The basic key chain size is $9.99 (Commissions for colors are available. The color list will continually update) 
How ever I can do custom sizes and widths. Commissions for these are variable in price depending on the sizes.


I mainly use my Etsy for any of my sales to help it stay official. 
http://www.etsy.com/shop/WaggleCreations?ref=l2-shop-header-avatar

*Shipping​**Domestic(USA)*~ $3.25 
*Canada*~ $6.56 USD
*Everywhere else*~ This will vary, I believe the flat rate is somewhere between $10-$12. I can always go to the post office and get an estimate for you! 

I ship with USPS.
*The yarn currently is a few different types, just a heads up. Mainly it is acrylic or cotton but certain colors that are just right may be wool or angora. Please let me know if you have any allergies to certain materials! *

*Commissions are open!*​


----------



## Lucillia (Apr 29, 2013)

:3


----------



## Elsewhere (Dec 30, 2012)

Wow, these are amazing! I'm letting my friend know about those tail ones, she's really into things like that


----------



## Lucillia (Apr 29, 2013)

Thank you Elsewhere! Please let me know if she's interested! The fluffy tail betta's are my favorite! I'm hoping to make a giant stuffed animal one soon.


----------



## RainbowsHaven (Aug 28, 2013)

Lucillia, are those yarn tails? They look great!  I made a longer one once for myself, they're so pretty and soft, but they take forever!


----------



## KawaiiRainbowMuffin (Aug 5, 2013)

I must have one!! D:


----------



## Lucillia (Apr 29, 2013)

Rainbow yes! They're key chain ones to clip to bags.  I do full sized commissions as well and I agree, they do take forever but the colors are so much more precise than with fabric. 

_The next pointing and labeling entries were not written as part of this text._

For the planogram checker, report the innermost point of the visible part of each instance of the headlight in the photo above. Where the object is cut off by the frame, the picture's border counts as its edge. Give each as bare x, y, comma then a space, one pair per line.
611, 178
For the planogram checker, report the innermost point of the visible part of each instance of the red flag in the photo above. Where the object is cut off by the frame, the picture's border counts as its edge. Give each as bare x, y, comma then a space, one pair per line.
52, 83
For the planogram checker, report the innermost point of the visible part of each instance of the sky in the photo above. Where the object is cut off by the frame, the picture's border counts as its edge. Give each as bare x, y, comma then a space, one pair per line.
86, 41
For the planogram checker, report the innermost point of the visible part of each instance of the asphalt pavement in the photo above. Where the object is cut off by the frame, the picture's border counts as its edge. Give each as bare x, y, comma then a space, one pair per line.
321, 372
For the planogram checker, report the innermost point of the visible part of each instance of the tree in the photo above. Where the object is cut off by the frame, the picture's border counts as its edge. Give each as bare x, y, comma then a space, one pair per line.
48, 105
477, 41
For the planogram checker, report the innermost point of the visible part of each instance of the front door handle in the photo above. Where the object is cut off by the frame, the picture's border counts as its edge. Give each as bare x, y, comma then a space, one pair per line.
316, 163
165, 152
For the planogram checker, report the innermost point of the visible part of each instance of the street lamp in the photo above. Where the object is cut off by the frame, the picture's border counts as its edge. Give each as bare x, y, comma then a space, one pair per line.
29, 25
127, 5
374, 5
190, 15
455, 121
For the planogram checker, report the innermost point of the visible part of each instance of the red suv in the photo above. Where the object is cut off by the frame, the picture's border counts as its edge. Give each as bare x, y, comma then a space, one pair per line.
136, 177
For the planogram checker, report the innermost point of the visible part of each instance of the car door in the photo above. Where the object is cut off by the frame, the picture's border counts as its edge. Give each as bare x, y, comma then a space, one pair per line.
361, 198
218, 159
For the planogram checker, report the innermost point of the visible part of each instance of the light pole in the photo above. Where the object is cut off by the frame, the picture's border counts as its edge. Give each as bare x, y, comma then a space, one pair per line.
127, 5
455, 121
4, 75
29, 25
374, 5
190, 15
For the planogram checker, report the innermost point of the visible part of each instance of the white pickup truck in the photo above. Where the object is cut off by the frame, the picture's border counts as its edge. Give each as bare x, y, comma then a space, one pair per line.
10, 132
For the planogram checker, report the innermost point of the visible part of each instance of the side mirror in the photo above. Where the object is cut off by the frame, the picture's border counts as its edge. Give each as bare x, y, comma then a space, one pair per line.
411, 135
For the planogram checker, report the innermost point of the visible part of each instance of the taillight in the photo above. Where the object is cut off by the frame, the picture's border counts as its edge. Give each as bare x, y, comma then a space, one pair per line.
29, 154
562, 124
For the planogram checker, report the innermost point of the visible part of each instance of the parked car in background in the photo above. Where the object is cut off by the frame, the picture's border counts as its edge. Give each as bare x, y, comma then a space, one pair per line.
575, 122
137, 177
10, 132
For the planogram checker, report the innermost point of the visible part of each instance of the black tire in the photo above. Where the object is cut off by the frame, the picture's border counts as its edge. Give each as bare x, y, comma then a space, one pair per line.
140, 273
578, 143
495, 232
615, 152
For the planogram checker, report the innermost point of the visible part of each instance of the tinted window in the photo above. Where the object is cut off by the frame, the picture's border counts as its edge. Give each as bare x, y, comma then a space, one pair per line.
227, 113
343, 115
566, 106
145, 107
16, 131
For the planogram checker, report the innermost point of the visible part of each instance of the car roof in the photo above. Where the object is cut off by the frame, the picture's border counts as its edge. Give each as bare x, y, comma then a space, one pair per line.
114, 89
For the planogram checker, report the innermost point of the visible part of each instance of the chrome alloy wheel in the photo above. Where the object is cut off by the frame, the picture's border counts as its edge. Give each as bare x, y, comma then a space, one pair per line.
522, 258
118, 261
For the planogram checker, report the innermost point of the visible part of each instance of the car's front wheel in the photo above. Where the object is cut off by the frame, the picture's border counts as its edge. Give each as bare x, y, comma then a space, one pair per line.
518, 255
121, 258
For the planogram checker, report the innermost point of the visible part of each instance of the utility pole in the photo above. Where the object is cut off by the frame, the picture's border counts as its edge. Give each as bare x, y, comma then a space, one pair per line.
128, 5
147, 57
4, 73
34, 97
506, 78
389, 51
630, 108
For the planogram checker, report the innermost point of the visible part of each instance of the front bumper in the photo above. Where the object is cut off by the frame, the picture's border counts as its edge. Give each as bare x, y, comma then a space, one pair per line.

Kawaii I can definitely make you one! I can let you know when my commission status clears so I can work with you!


----------



## KawaiiRainbowMuffin (Aug 5, 2013)

Wewt!! D I must get one of my little boy! Just message me when ever c:


----------



## Lucillia (Apr 29, 2013)

Kawaii I will add you to my spreadsheet of people for orders and I will message you as soon as I am ready!


----------



## crumpledpaper (Sep 14, 2013)

*sighs* These are so pretty! :3 Hmm, I especially love that second one, I just wish I had the money right now!


----------



## Lucillia (Apr 29, 2013)

Its okay. Ive had to put everything on halt.


----------



## Lucillia (Apr 29, 2013)

Okay after a very hectic few months I'm back!! 

Here are two new bettas! As you can see I've made some changes and I think they're for the better. Let me know what you guys think!


----------



## Lucillia (Apr 29, 2013)

And for some reason I double posted! Oops!


----------



## Lucillia (Apr 29, 2013)

And here is thetrojanbetta's Penelope!


----------



## Indigo Betta (Sep 27, 2012)

These are adorable!


----------



## Lucillia (Apr 29, 2013)

Thank you indigo!!!! 
They're definitely getting a lot better!


----------